Bar do Gerson. Era a concentração e o ponto de encontro da pescaria. A postos eu, Risada, Gino Ranciaro, Pirirí e Nica. Varas de pescar, iscas, embornal, linhadas, lanterna e cachaça. A tralha completa. Três da manhã era a hora boa. E o sono do vigia da USP também. Dentro do fusca do Risada, o “Trovão Azul” partia sereno, exceto pelo cano de escape amarrado que raspava no chão e produzia lindas faíscas e mais risadas do seu dono que sabia dirigir só carrinho de mão. Lá fomos nós na calada da noite para mais uma pescaria. Ágil e magro o Nica subia primeiro no muro dando a mão: “Arriba muchachos”. O Risada, sempre com acesso de riso fazia a escadinha. Pirirí, nosso eterno bardo, queria sempre tocar um rock sem guitarra em cima do muro ou fazer um breve discurso sobre o racismo, que de pronto tirávamos aquele seu lencinho vermelho do Jimmy Hendrix de seu pescoço para amarrar sua boca. Muro pulado, silêncio para não acordar o guarda noturno, varas em riste, sentávamos na grama. Tilápias tilintavam tontas no embornal que aos poucos enchia. Pirirí teimava sempre em vão, num estribilho rimar rio Pinheiros com Rio Pedrense.

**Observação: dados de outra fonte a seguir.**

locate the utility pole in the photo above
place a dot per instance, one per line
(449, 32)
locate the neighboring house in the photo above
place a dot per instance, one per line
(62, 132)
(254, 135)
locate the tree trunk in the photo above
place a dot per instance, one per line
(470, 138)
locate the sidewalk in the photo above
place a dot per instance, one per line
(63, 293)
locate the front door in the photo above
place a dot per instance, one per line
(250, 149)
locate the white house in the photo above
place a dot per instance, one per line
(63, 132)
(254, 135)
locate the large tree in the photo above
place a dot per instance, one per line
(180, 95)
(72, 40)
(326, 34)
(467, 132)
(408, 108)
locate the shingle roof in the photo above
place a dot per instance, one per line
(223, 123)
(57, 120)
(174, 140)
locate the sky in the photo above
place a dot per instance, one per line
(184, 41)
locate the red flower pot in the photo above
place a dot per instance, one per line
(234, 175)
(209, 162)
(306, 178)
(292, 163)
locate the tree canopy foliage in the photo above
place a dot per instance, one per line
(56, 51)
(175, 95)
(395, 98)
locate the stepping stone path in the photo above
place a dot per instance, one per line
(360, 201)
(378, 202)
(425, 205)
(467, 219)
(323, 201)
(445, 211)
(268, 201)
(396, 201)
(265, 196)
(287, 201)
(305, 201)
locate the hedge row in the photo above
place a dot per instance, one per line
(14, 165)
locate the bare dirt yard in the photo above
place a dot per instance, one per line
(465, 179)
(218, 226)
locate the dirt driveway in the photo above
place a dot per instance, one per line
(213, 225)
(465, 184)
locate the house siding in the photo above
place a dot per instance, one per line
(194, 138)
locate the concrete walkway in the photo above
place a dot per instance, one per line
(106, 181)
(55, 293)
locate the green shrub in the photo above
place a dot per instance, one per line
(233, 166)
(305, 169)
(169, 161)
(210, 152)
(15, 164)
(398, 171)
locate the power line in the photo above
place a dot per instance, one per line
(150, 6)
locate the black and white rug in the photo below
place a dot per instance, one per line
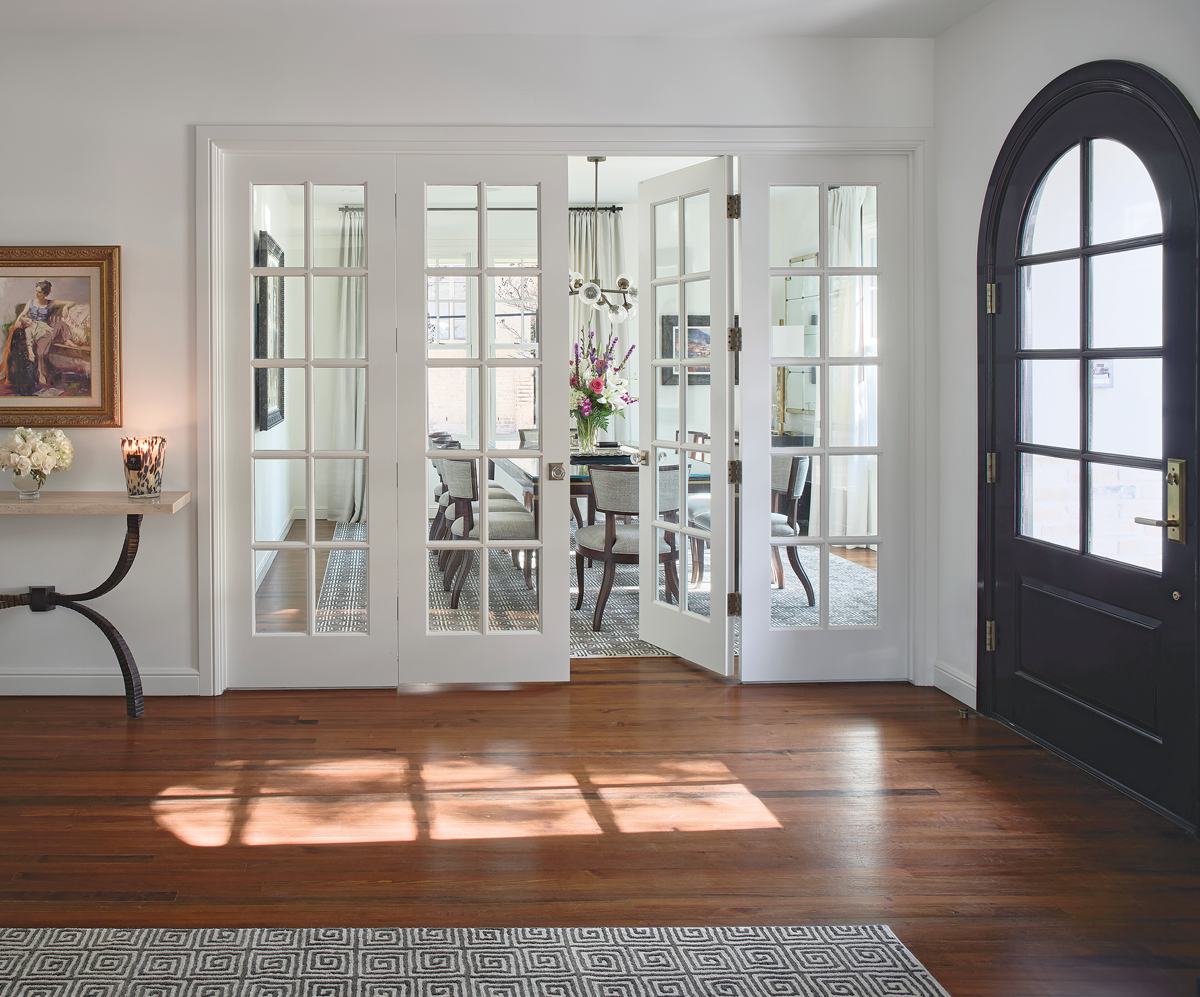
(817, 961)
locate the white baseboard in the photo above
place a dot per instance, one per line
(955, 683)
(81, 683)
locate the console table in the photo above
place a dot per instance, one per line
(41, 599)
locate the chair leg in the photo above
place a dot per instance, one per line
(777, 569)
(468, 559)
(610, 572)
(795, 558)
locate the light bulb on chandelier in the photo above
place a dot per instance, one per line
(591, 292)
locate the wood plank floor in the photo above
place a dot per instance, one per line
(643, 792)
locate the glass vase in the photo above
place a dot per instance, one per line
(27, 485)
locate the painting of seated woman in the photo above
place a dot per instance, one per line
(46, 344)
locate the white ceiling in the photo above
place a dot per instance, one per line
(843, 18)
(619, 176)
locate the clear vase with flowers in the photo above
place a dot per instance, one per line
(598, 389)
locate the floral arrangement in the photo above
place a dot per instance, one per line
(598, 389)
(36, 452)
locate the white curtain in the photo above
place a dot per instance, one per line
(347, 493)
(586, 234)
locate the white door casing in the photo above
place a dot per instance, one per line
(825, 652)
(677, 416)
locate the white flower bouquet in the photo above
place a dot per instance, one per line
(36, 452)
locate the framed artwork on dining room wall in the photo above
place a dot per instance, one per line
(60, 336)
(268, 336)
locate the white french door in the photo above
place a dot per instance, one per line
(309, 426)
(685, 428)
(825, 415)
(483, 343)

Assim foi durante anos nossa pescaria noturna. Logo de manhã tinha tilápia na brasa, lambari a belle munière, frito ou ensopado, cerveja e violão para a galera madalesca. Até que um dia essas noites tiveram fim. O Nica levou sem a nossa permissão, uma tarrafa e lá já estava ele antes de nós, recolhendo um monte de peixe. Ao subirmos com sacrifício o muro, a rede despenca lá de cima caindo peixe na Marginal pra tudo que é lado. Motorista desviando e mendigos pegando peixe na pista. Pirirí discursando sobre o “Milagre dos Peixes”. Viatura. Todo mundo em cana. Vaquinha, fiança, liberdade e tilápias nunca mais.